What kind of tuning trouble are you having with the muzzy's? You shouldn't have any trouble killing a deer with either broadhead, but if you are concerned about the amount of penetration, then use the 2 blade broadheads. With a proper shot placement, you don't need to be worried about the blood trail.


----------



## old professor (Oct 26, 2008)

Generally with a lighter draw weight you will get better penetration with a two blade cut-on-contact broadhead. As badjedi said, either will work but my preference would be the two blade.


----------



## fish_AK (Nov 10, 2009)

Both are good choices for you draw weight. Check out the G5 monotecs CS 100gr.


----------



## Cedar Swamp (Oct 8, 2004)

Plenty enough poundage to kill a whitetail. 
Proper shot placement is the key. 
My daughter shoots 100gr. G5 Montec with a little less than you are pulling and they group great 10 to 20 yards. 

Good Luck and keep shooting


----------



## JD252438 (Feb 3, 2010)

thanks for the help the problems i am having with the muzzys are they dont group good. i can put arrows in a 3 inch group with field points and the cut on contacts but i will be lucky to get a 10 inch group with the muzzys


----------



## badjedi (Apr 30, 2008)

JD252438 said:


> thanks for the help the problems i am having with the muzzys are they dont group good. i can put arrows in a 3 inch group with field points and the cut on contacts but i will be lucky to get a 10 inch group with the muzzys


Are your vanes right helical or offset? That will make a difference on how well the vanes will steer the broadheads. Are your field tips 100 or 90 grains? If you're using 90 grain field tips, the extra weight of the muzzy's might be just enough to throw it off. Have you check your FOC?


----------



## JD252438 (Feb 3, 2010)

i am just shooting normal vanes that are straight. Im shooting 100 grains and am having trouble getting the muzzys to group but i can group field points at 25 yards 3 inches


----------



## Non Typical (Feb 17, 2009)

There could be a lot of reasons. To start is spine of the arrow, second is the spin of the arrow with the bh on the end, torquing the bow.
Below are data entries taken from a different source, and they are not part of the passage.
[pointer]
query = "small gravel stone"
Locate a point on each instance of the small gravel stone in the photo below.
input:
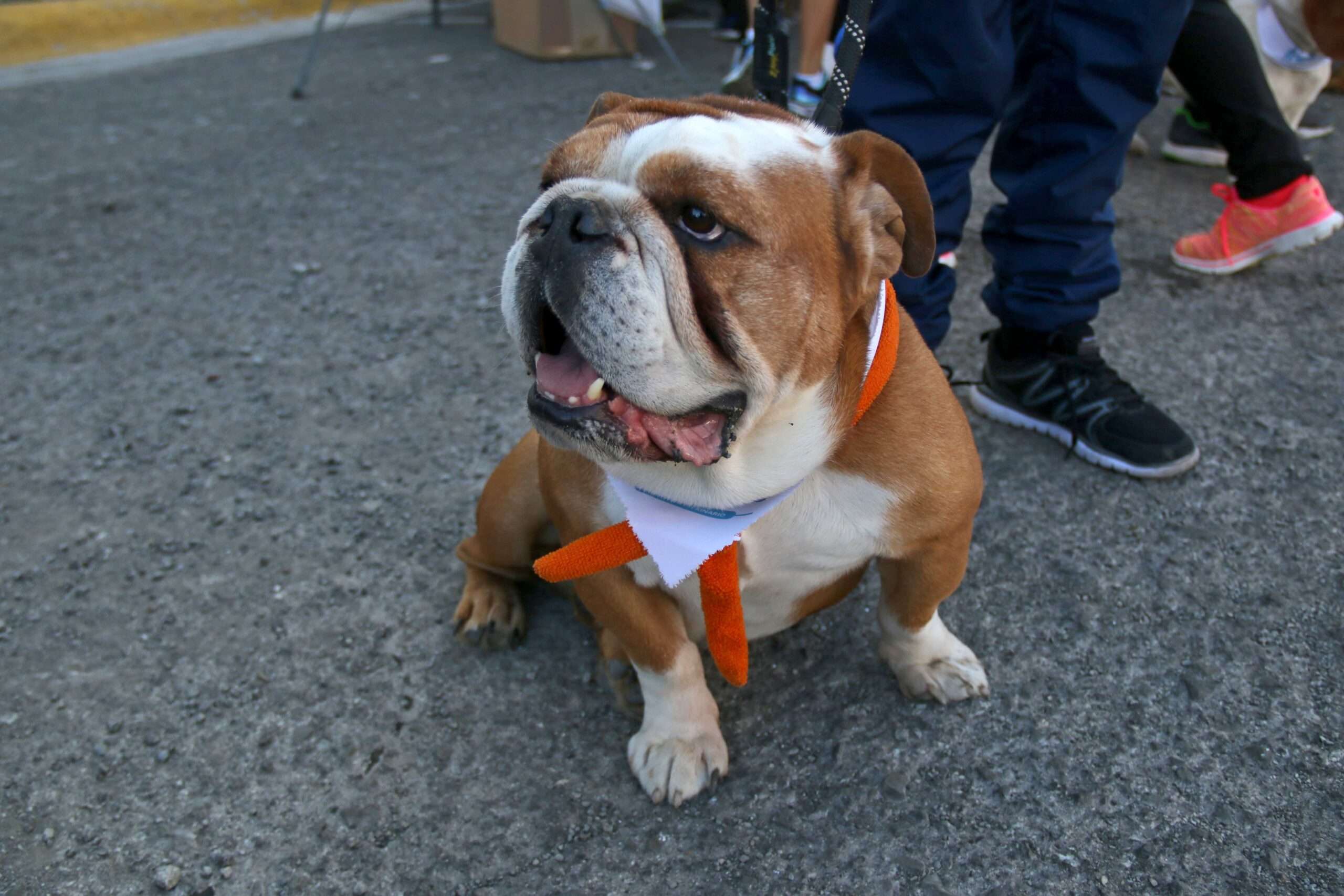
(167, 878)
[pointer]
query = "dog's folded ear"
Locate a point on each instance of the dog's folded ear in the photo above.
(891, 193)
(609, 101)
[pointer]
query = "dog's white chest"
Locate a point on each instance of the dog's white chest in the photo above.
(834, 523)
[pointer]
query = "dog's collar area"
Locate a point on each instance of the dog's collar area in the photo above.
(682, 539)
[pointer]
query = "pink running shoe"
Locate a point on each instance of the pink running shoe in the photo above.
(1247, 234)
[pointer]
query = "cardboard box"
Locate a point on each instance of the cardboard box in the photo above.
(561, 30)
Trying to help would be better if you give us all the details of what you have and length of arrows, spine and make.
Your bow is not in tune, but easy to fix!


----------



## JD252438 (Feb 3, 2010)

im shooting a jennings micro carbon extreme with Carbon express Thunderstorm hunters 8.3 grains per inch, spine is 0.499" and diameter is 0.285 Mt draw lenght is 26 or 28 inches (the writing is worn off) i hope that helps.


----------